The reference implementation is the SmolVLA cloud node , which demonstrates the full architecture.
┌─────────────────────────────────────────────────────────────────┐
│ VLA Cloud Node Architecture │
│ │
│ ┌─────────────────────────────────────────────────────────────┐│
│ │ deploy.py / train.py ││
│ │ • Entry point (model-specific) ││
│ │ • Load model, build predict_fn ││
│ │ • Create CwProcessor / CwTrainer ││
│ └─────────────────────────────────────────────────────────────┘│
│ ↓ │
│ ┌─────────────────────────────────────────────────────────────┐│
│ │ cw_processor.py / cw_trainer.py ││
│ │ • Cyberwave SDK + MQTT handling ││
│ │ • Weights download from MLModel API ││
│ │ • Background camera fetchers (inference) ││
│ │ • Dataset download + metrics logging (training) ││
│ └─────────────────────────────────────────────────────────────┘│
│ ↓ │
│ ┌─────────────────────────────────────────────────────────────┐│
│ │ *_resolver.py ││
│ │ • Model-specific metadata extraction ││
│ │ • Camera mapping logic ││
│ │ • No torch, no Cyberwave imports ││
│ └─────────────────────────────────────────────────────────────┘│
└─────────────────────────────────────────────────────────────────┘
Inference Architecture
CwProcessor
The CwProcessor class orchestrates all Cyberwave I/O for inference workloads:
Responsibility Description SDK Client Creates Cyberwave client with auto-configured MQTT Weights Download Fetches model weights from MLModel API via signed URLs Camera Binding Background daemon threads continuously fetch and decode camera frames Joint Subscription MQTT subscription for real-time joint state updates Action Publishing Publishes predicted actions to robot via MQTT Control Loop Orchestrates observe → predict → execute cycle
from cw_processor import CwProcessor, parse_request_payload, download_weights
# Parse the JSON payload from cloud node
request = parse_request_payload(sys.argv[ 1 ])
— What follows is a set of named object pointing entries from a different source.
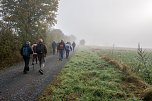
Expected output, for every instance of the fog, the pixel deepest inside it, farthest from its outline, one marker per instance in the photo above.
(124, 23)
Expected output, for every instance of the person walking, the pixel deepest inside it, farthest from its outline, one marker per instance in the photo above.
(41, 51)
(61, 47)
(54, 45)
(73, 45)
(68, 48)
(34, 53)
(25, 52)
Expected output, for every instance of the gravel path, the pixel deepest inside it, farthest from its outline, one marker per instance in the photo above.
(16, 86)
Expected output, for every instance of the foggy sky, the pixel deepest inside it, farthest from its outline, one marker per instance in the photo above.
(124, 23)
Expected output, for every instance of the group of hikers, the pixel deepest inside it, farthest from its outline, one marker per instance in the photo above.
(39, 51)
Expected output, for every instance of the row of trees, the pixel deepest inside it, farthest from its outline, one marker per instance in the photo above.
(22, 20)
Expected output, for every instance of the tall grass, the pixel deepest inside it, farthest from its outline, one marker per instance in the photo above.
(86, 77)
(138, 59)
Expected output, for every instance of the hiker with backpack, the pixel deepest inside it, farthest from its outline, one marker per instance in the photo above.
(41, 51)
(34, 53)
(54, 45)
(60, 48)
(25, 52)
(68, 48)
(73, 45)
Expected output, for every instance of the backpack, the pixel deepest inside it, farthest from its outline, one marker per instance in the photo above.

# Download weights from Cyberwave MLModel API
if request.weights_url:
checkpoint = download_weights(request.weights_url)
# Build your model's predict function
predict_fn = build_predict_fn(checkpoint)
# Create processor and run
processor = CwProcessor(
request,
model_slug = "smolvla" ,
checkpoint = checkpoint,
predict_fn = predict_fn,
)
processor.setup()
result = processor.run()
Background Camera Fetching
CwProcessor spawns a daemon thread per camera that continuously polls for frames:
┌─────────────────────────────────────────────────────────────────┐
│ Camera Threads (Background) │
│ │
│ camera_wrist thread ──► GET /twins/{uuid}/latest-frame │
│ └──────────────────────────▶ cache (np.ndarray + bytes) │
│ │
│ camera_front thread ──► GET /twins/{uuid}/latest-frame │
│ └──────────────────────────▶ cache (np.ndarray + bytes) │
└─────────────────────────────────────────────────────────────────┘
│
▼
┌─────────────────────────────────────────────────────────────────┐
│ Control Loop │
│ │
│ get_inputs() ──► reads cached frames (instant, no I/O wait) │
└─────────────────────────────────────────────────────────────────┘
Benefits:
Frame fetching is decoupled from inference loop
No I/O latency during get_inputs() - just reads cached numpy arrays
Consistent frame timing regardless of inference speed
Weights Download
The download_weights() function handles fetching model weights from the Cyberwave MLModel API:
1. GET /api/v1/mlmodels/{uuid}/weights
└─► Returns { "signed_url": "...", "expires_at": "..." }
2. GET {signed_url}
└─► Stream download to temp file
3. Detect archive type (magic bytes + headers)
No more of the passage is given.